На этот раз Лена пришла в себя не так быстро, как в первый. Она испугалась не на шутку – пролежав в роддоме пять дней, она уехала в санаторий в Ялту. Дима приехал в конце ее отдыха на неделю, больше никак не получалось: ремонт, работа, да и мысли о Насте снова вернулись, подтачивая силы и портя настроение. Настолько, что он хотел быть один – одному ему даже дышалось легче.
Вернулись из Ялты, отгуляли новоселье, и Лена снова забеременела.
Третья беременность закончилась как вторая, неделя в неделю. Лена не испугалась, она будто окаменела, иначе это состояние не назовешь – еле ноги передвигала, говорила тихо, была ко всему безразлична. Ее снова определили в железнодорожную больницу, но не в психоневрологическое отделение, а в неврологическое, на восьмой этаж, а после этого их обоих обследовали и не нашли ни хронической инфекции, ни герпеса, ни краснухи – ничего, что могло бы стать причиной смерти плода. Генетики тоже не обнаружили никаких отклонений.
Почти пятнадцать лет Лена не беременела – не хотела. Вернее, панически боялась, что все повторится. За это время ее родители умерли. Сначала отец – в середине девяностых он потерял должность, запил, и его добил инсульт, – а через год от рака умерла Тамара Николаевна. Она умирала долго, измучив Лену, которая не отходила от нее. Бабушка ушла быстро – от инфаркта, на рубеже веков, в двухтысячном.

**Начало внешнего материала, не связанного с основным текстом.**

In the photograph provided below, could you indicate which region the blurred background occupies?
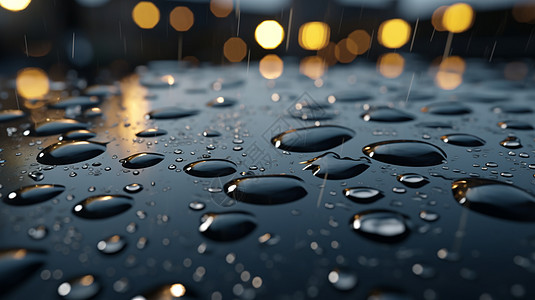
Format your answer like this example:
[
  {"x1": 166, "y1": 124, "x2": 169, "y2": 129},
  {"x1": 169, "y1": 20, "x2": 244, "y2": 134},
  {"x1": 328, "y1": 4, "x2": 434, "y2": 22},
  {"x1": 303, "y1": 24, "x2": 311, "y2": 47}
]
[{"x1": 0, "y1": 0, "x2": 535, "y2": 83}]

Квартиру родителей Лена продала. Это было оправданно – дом старый, перекрытия деревянные, полы гнилые. А потом занялась продажей дома Ирины Андреевны, но цена не устраивала покупателей. Пару раз она была готова отдать за бесценок, но Дима охлаждал пыл супруги – ему нравились и дом, и сад. Он любил проводить там выходные. Лена сдалась окончательно, когда начался кризис, но повела себя неожиданно: одним прекрасным летним вечером Дима увидел на клумбе розы «Анастасия», те самые, что росли в римской беседке. Зачем она это сделала? Неужели забыла, что связывало Диму с этим цветком? Возможно, то, что ему врезалось в память, она даже не заметила? Или заметила и тихонько мстит?
Как часто мы ошибаемся, думая, что другие видят мир таким же, каким его видим мы. Если попросить друзей рассказать о городе, не получишь ни одного одинакового описания: каждый видит по-своему один и тот же дом, сквер, перекресток. Каждый запоминает что-то свое, что дорого только ему…
Еще до того, как слегла Тамара Николаевна, у Лены участились приступы ярости – как казалось Диме, совершенно без повода ее глаза внезапно стекленели, губы белели, и она смотрела в одну точку, будто увидев что-то ужасное. Это длилось около минуты, а потом она начинала бить посуду. Побуянив, она возвращалась в нормальное состояние, но тут у нее отнимались ноги, не более чем на пять минут, и она не могла и пальцем пошевелить. Говорила, что в такие минуты свет тускнеет, цвета блекнут, а звуки слышатся как сквозь толщу воды. Движения и речь замедлялись, и на пару дней она впадала в жуткую депрессию. Дима настаивал на обследовании, на госпитализации, но Лена только как-то нехорошо хихикала.